A principal diferença ente Estados Unidos e Europa é a forma como os gastos públicos em P&D são destinados ao “progresso geral” em vez de ter um objetivo definido. As teorias da falha do mercado são mais úteis para entender P&D do tipo “avanço do conhecimento” do que o “objetivo definido”. O investimento em P&D com objetivo definido visa o programa de uma agência governamental ou objetivo que pode ser encontrado, por exemplo, em agricultura, saúde, energia, defesa e área espacial ou programas de tecnologia industrial. Enquanto os gastos públicos em P&D para o progresso geral normalmente representam menos de 50% do total de P&D , em 2003–4 a P&D com objetivo definido representou mais de 60% dos gastos públicos em P&D na Coreia do Sul, Estados Unidos, Reino Unido, França, Canadá, Japão e Alemanha (Mowery, 2010).

Gráfico 4. Fontes de financiamento para pesquisa básica em P&D nos Estados Unidos em 2008

FONTE : National Science Foundation (2008).

Mowery (2010) afirma que é perigoso tentar cortar e colar as lições aprendidas em um programa com objetivo definido em outro, pois cada um tem suas especificidades (defesa e saúde, por exemplo). Para entender as diferenças entre os programas, ele argumenta que a abordagem dos “sistemas de inovação” é muito mais útil do que a abordagem da falha do mercado. Ela é capaz de levar em conta a variação na dinâmica de cada setor e país, bem como a forma pela qual cada objetivo é definido pelas estruturas, instituições e incentivos específicos usados para realizá-lo.

O Estado liderando em inovação radical (arriscada)

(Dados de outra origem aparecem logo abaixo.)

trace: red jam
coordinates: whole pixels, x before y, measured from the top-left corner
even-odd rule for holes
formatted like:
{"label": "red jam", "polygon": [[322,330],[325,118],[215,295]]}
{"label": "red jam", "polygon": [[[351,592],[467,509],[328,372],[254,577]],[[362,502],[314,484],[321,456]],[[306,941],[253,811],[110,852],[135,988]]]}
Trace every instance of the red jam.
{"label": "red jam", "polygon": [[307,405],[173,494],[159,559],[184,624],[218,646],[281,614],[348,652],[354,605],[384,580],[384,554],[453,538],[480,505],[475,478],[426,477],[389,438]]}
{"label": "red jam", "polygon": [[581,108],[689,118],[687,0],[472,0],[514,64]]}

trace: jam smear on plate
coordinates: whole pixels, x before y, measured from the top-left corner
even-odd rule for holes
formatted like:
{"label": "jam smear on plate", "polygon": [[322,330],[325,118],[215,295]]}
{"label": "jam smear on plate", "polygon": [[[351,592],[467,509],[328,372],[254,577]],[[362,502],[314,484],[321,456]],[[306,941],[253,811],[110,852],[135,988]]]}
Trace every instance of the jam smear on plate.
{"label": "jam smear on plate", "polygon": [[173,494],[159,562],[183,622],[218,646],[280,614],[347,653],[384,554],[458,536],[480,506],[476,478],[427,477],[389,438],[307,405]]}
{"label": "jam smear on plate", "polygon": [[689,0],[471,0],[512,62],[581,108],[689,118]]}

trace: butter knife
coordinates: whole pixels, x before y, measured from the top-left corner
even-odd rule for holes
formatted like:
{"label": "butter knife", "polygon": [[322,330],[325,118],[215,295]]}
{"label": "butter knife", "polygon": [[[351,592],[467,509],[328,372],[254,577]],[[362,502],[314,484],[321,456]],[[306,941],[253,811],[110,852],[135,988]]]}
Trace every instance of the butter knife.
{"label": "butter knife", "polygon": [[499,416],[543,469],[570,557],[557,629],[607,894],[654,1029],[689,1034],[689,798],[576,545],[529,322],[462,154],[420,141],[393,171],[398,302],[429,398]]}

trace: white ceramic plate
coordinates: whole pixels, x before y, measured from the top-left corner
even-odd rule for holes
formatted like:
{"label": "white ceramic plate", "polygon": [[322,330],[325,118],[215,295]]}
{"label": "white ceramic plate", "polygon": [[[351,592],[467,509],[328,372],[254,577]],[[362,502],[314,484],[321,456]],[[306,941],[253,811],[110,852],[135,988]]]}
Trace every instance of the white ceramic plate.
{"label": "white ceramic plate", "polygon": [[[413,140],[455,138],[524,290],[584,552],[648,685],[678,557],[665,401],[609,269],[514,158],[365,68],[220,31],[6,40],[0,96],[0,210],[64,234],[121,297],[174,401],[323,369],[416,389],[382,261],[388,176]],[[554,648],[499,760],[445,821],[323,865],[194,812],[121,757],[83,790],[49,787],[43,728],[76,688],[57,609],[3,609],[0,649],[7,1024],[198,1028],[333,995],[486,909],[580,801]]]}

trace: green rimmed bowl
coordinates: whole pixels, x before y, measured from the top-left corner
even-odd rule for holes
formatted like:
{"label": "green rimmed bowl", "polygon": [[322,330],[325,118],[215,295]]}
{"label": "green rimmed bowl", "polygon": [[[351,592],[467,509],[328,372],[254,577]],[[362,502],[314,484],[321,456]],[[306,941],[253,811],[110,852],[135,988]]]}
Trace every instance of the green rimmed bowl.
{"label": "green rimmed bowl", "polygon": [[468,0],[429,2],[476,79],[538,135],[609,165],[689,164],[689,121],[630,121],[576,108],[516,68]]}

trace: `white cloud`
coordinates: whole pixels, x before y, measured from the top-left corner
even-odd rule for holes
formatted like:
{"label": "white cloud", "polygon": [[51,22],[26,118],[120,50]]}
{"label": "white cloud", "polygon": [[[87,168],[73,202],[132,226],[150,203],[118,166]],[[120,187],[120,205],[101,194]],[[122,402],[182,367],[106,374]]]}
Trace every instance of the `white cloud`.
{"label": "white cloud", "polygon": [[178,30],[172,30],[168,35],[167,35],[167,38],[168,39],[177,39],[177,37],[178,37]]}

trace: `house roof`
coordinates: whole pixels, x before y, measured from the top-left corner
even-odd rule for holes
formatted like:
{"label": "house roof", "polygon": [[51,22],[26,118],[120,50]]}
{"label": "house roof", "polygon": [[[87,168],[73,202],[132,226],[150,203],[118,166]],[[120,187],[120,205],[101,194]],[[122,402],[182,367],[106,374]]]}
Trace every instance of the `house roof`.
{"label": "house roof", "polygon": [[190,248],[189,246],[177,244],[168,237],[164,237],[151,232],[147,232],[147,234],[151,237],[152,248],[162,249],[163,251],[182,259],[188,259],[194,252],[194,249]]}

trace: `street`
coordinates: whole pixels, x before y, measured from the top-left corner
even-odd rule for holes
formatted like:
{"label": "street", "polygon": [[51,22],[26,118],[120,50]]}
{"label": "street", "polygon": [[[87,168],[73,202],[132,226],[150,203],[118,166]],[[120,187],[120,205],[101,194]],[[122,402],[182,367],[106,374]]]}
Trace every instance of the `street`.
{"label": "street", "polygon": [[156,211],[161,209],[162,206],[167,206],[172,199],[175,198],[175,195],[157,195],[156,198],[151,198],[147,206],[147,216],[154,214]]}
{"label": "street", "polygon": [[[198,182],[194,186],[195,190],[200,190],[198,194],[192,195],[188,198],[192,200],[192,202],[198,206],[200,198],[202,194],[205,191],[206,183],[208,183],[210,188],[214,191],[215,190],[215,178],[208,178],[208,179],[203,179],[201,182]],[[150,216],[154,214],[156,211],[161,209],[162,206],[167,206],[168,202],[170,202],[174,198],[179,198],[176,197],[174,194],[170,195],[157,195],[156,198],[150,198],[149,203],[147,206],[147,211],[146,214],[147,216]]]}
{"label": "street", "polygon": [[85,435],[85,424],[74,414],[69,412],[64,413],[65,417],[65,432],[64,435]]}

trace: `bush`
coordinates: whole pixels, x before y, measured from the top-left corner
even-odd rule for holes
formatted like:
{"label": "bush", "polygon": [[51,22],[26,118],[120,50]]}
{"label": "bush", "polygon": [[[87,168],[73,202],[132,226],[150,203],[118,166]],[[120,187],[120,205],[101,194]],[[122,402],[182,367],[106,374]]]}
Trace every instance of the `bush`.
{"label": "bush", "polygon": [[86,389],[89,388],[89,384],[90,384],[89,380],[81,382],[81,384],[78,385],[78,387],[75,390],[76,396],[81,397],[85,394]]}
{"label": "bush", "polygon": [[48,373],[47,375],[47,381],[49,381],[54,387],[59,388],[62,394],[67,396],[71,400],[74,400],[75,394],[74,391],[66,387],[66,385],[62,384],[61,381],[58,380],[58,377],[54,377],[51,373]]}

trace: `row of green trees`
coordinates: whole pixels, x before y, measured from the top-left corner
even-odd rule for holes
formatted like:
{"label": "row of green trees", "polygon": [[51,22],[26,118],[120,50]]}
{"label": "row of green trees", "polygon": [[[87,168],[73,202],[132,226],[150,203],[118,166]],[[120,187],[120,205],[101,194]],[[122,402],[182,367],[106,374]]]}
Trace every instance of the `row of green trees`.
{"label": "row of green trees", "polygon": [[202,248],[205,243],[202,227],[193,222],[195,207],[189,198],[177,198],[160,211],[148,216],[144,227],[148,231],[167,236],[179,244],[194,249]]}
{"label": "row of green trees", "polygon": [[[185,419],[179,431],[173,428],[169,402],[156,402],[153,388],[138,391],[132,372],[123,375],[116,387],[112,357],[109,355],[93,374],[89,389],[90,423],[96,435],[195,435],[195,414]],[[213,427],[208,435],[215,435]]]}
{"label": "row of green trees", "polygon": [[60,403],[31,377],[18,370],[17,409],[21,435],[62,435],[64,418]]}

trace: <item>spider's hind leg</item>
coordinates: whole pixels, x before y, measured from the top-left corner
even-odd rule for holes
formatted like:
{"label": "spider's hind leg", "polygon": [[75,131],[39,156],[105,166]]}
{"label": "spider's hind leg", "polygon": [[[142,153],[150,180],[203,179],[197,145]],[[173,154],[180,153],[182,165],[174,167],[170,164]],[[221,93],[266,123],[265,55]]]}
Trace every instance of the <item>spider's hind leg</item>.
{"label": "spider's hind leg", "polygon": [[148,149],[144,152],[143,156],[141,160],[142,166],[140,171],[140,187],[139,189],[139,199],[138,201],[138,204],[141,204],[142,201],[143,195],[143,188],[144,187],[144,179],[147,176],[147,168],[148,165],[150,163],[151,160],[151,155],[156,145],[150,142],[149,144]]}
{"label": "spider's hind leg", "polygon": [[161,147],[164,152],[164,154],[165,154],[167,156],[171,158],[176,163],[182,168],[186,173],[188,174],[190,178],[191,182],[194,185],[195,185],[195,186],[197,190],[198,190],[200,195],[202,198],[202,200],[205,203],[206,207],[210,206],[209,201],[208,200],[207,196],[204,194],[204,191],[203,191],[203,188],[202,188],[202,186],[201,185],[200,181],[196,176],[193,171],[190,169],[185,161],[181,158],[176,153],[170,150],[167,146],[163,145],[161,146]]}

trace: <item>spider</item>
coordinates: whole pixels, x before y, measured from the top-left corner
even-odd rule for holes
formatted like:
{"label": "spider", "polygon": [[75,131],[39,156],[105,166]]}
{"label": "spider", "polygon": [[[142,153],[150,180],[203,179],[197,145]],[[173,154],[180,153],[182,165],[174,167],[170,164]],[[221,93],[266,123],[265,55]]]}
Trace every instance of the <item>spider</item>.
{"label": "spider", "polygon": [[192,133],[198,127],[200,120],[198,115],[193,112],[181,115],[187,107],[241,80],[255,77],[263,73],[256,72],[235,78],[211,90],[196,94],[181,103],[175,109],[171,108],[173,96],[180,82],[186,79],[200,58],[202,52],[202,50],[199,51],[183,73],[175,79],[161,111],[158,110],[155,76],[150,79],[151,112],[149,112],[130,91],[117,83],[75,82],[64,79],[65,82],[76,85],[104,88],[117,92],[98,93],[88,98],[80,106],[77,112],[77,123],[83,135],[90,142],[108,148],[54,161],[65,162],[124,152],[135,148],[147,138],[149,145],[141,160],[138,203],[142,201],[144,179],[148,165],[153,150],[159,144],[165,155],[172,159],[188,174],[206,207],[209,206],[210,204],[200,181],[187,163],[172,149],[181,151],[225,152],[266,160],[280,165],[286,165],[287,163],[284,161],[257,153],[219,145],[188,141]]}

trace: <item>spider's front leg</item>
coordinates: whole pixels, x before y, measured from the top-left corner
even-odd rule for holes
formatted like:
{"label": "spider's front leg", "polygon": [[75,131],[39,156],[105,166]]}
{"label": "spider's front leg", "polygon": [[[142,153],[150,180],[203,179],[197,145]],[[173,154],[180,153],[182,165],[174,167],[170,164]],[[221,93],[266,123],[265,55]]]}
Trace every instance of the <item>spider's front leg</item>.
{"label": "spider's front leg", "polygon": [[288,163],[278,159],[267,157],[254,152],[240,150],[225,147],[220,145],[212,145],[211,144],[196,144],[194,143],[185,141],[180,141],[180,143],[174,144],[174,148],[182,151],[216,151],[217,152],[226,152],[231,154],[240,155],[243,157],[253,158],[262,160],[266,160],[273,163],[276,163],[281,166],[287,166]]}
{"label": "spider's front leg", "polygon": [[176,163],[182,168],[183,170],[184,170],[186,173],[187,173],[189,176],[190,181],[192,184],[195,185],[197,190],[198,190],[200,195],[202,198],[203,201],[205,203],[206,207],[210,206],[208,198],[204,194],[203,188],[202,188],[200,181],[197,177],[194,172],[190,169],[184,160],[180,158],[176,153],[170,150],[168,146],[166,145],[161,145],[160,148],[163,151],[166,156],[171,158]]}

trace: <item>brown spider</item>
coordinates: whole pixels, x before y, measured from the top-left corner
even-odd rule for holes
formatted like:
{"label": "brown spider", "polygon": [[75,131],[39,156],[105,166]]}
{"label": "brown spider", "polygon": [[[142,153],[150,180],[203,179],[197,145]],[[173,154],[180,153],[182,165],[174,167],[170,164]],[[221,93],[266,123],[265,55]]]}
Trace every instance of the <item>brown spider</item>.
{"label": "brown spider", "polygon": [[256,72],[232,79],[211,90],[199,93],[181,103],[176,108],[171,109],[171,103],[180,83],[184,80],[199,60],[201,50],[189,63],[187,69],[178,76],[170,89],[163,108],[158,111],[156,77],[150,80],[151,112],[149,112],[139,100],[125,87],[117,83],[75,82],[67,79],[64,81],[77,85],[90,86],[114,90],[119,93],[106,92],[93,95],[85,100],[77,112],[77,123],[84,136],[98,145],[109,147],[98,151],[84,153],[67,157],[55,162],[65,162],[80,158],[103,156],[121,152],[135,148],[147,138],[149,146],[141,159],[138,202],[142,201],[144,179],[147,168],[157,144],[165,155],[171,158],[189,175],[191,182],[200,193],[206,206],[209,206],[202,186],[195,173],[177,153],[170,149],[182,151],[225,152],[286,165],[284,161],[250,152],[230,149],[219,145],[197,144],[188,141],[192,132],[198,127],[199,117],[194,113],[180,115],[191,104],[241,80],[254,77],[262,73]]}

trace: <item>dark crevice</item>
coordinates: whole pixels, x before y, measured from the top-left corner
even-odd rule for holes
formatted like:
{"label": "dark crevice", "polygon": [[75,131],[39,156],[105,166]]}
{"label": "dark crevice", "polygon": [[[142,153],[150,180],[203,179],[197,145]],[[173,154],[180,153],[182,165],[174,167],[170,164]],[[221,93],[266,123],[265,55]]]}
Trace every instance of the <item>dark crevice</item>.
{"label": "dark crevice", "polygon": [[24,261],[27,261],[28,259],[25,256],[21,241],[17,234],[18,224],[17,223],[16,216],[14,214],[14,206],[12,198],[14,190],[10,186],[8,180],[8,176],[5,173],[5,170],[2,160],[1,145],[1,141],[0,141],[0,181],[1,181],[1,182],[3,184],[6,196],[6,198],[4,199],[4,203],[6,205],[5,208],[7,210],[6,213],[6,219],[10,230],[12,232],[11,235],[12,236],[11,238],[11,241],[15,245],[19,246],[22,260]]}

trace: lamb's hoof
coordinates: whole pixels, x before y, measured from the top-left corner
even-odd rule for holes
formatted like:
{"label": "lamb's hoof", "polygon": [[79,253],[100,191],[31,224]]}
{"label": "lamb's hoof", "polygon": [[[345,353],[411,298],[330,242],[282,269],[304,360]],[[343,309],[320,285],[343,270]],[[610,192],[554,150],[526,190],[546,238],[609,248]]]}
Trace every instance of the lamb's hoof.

A principal razão pela qual o conceito de falha de mercado é problemático para a compreensão do papel do governo no processo de inovação é que ele ignora um fato fundamental da história da inovação. O governo não apenas financiou a pesquisa mais arriscada, seja básica ou aplicada, como muitas vezes foi a fonte da inovação mais radical e pioneira. Para isso, empenhou-se na criação de mercados, em vez de apenas corrigi-los, tema examinado em profundidade no capítulo 4. Analisando os exemplos de protagonismo do Estado no desenvolvimento da internet e da nanotecnologia, ampliaremos nossa compreensão da ligação entre P&D e crescimento, e da divisão público-privado.

Nem todas as inovações levam a um amplo crescimento econômico, que geralmente é provocado por novos produtos ou processos que têm um impacto sobre uma grande variedade de setores da economia, como foi o caso da eletricidade e dos computadores. Isso é o que os macroeconomistas chamam de tecnologias de propósito geral [em inglês, GPT s — general purpose technologies ], caracterizadas por três qualidades fundamentais:

Elas se infiltram, espalhando-se por vários setores.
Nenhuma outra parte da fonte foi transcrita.